On That ‘Undone’ Ending, The Show’s Future, And Pop-Culture Ownership

Amazon’s Undone inspires and concerns itself with all kinds of heavy thoughts and it has me wondering about the nature of fandom, ownership, and pop culture gluttony as I push away from the show deeply satisfied after one season. But while that gluttony may be understandable, owing to how rare it is to find an able distraction or something that captivates, I’m wondering if we have to hold these things so tight.

The series, which debuted on Amazon last week (and yes, there are spoilers ahead if you have yet to jump in or finish) focuses primarily on a young woman (Alma, who is played by Rosa Salazar) who is unsatisfied with the repeating rhythms of her life. She’s also deeply impacted by the loss of her father at a young age — and by his sudden semi-return. Her father (Jacob, played by Bob Odenkirk), a genius scientist, is also deeply unsatisfied, fixated on the loss of his corporeal form and his need to find out what really happened to him by way of a reconnection to and investigation with Rosa that shreds the rules of time and space, life and death. Or maybe not.

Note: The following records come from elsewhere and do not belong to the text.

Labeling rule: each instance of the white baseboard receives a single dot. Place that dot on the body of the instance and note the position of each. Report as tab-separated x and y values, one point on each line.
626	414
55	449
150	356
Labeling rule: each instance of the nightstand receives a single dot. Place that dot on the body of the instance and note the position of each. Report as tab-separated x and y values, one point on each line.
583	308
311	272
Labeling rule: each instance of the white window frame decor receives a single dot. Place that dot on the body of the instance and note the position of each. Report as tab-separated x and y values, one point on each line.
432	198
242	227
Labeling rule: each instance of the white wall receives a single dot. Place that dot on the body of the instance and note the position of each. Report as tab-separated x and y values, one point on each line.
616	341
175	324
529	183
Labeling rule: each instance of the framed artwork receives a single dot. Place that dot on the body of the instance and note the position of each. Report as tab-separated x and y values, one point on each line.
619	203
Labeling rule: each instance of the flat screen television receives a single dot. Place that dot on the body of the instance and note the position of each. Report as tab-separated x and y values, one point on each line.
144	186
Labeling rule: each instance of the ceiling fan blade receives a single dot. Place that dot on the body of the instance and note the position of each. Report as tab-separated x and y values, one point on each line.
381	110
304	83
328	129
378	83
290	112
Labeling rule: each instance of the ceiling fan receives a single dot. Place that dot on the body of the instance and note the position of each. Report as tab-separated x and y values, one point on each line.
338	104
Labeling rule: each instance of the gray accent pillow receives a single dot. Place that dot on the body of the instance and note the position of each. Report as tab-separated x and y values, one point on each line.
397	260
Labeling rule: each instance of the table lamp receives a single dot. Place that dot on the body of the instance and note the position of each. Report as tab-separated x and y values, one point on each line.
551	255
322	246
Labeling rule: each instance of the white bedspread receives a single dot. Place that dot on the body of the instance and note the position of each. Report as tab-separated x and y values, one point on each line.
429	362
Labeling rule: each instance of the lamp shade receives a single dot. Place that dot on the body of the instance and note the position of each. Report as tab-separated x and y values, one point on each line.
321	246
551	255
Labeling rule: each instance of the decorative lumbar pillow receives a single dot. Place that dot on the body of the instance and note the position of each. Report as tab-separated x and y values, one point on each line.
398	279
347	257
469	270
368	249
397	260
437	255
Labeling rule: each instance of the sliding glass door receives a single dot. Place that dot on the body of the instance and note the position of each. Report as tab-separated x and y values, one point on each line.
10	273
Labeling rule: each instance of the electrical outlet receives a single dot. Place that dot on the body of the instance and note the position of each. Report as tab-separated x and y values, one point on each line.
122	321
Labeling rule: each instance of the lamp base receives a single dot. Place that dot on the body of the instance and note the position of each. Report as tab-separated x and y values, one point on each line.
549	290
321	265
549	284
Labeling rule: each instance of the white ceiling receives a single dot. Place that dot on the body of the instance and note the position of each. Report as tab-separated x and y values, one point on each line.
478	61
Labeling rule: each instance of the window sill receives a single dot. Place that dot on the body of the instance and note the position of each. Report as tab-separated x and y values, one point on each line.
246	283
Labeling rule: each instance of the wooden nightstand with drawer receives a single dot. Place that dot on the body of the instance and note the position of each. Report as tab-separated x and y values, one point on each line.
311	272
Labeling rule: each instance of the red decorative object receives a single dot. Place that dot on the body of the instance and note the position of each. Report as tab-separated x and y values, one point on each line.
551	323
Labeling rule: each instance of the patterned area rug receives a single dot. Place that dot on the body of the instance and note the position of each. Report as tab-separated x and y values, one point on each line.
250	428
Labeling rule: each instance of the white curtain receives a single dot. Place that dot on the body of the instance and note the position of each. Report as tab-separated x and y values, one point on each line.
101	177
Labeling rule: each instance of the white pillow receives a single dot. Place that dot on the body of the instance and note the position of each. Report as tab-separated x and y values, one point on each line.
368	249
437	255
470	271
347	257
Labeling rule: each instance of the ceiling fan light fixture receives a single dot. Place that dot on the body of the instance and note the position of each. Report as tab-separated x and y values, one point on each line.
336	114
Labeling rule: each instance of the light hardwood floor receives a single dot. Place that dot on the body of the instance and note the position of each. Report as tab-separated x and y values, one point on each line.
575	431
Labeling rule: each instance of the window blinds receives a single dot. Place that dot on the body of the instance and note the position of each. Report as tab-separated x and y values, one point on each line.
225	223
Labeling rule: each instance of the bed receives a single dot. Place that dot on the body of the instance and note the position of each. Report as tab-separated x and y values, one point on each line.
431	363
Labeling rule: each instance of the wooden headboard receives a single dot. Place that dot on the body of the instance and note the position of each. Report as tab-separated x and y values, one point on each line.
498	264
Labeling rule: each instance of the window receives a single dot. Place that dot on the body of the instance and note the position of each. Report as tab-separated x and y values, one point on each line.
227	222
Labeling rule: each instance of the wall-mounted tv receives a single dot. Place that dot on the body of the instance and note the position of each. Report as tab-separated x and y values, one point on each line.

Maybe Undone isn’t about a father tutoring his daughter/prodigy on the astonishing powers of her amazing brain as both reach for more control, more answers, and more time. Maybe, instead, it’s a heartbreaking story about the spectacular and boundless realms our minds can concoct when schizophrenia and delusion take hold. A horror story about how real and isolating those realms and that belief can be to a person lost in a sea of mental illness, drifting from the shores of sanity and family and friends who feel helpless and scared. It’s a big question and one that series creators Kate Purdy and Raphael Bob-Waksberg don’t answer definitively.

This is where all that stuff about wanting more comes into play as it pertains to the show. Undone is a tremendous creation, using rotoscope tech to breathe life into something that, while initially unsettling to the eye (in a slightly “uncanny valley” kinda way) eventually inches so close to real life that you forget that it’s technically a cartoon. Even in moments where a character frantically hangs half out of her body or stops time mid car crash. But Undone is so much more than a visual and technical marvel. There’s ample heart, crisp wit, and unmistakeable chemistry between the core cast of Salazar, Odenkirk, Angelique Cabral (who plays Becca, Alma’s sister and Jacob’s daughter), and Constance Marie (who plays Camila, Alma and Becca’s mother and Jacob’s wife). Furthermore, the story of millennial angst over unfulfilled dreams and the crush that takes hold of all of us (no matter how well you curate your IG) when dealing with the plague of mundanity connects. Hard. Add in the supernatural and sci-fi elements, and it’s clear why this all feels truly distinct and fantastic. Clearly, I love the hell out of Undone. Especially its non-ending ending. I just don’t want to ever see another episode.

I want to reiterate that spoiler alert because here we go…

We’re left to wonder all through Alma and Jacob’s revelations about his role in his own death, his own mental health, his failings as a father, and even during Alma’s confrontation with her sometimes boyfriend Sam (Siddharth Dhananjay) and Camila. Each path seems possible when immersed in this specific story.

As Alma sits in Mexico, watching a cave for Jacob’s Christ-like reemergence after the end of a long journey (in every sense of the word), the verdict on if any of this is real feels imminent, but instead, Purdy and Bob-Waksberg push all the way to the credits as we watch a dejected Alma see… something. Which is a deeply satisfying ending for a psycho like me who loves it when things resist tidiness and closure. That may not be your take on things. You may, in fact, be pissed. But there’s a method to the madness.


“We’re never saying whether she’s absolutely mentally ill or she’s actually having this experience, but I love that it’s an interpretation,” said Kate Purdy when we spoke with the series creators ahead of the premiere. Raphael Bob-Waksberg added, “I definitely want the show to be open to interpretation.” That’s a supremely democratic (and baller) move: now you can choose Alma’s adventure. Now the “end” can almost assuredly be based on your wants for the character and your tastes. Which allows the whole story to penetrate more deeply than something that was packaged up and fed to you to the exacting specifications of its creators. Obviously, I dig this approach and anything that acknowledges that our pop culture fixation with closure and finality denies the fact that the experience, not the destination, is often the most interesting part of a show or film. But it also enhances that sense of ownership with this show.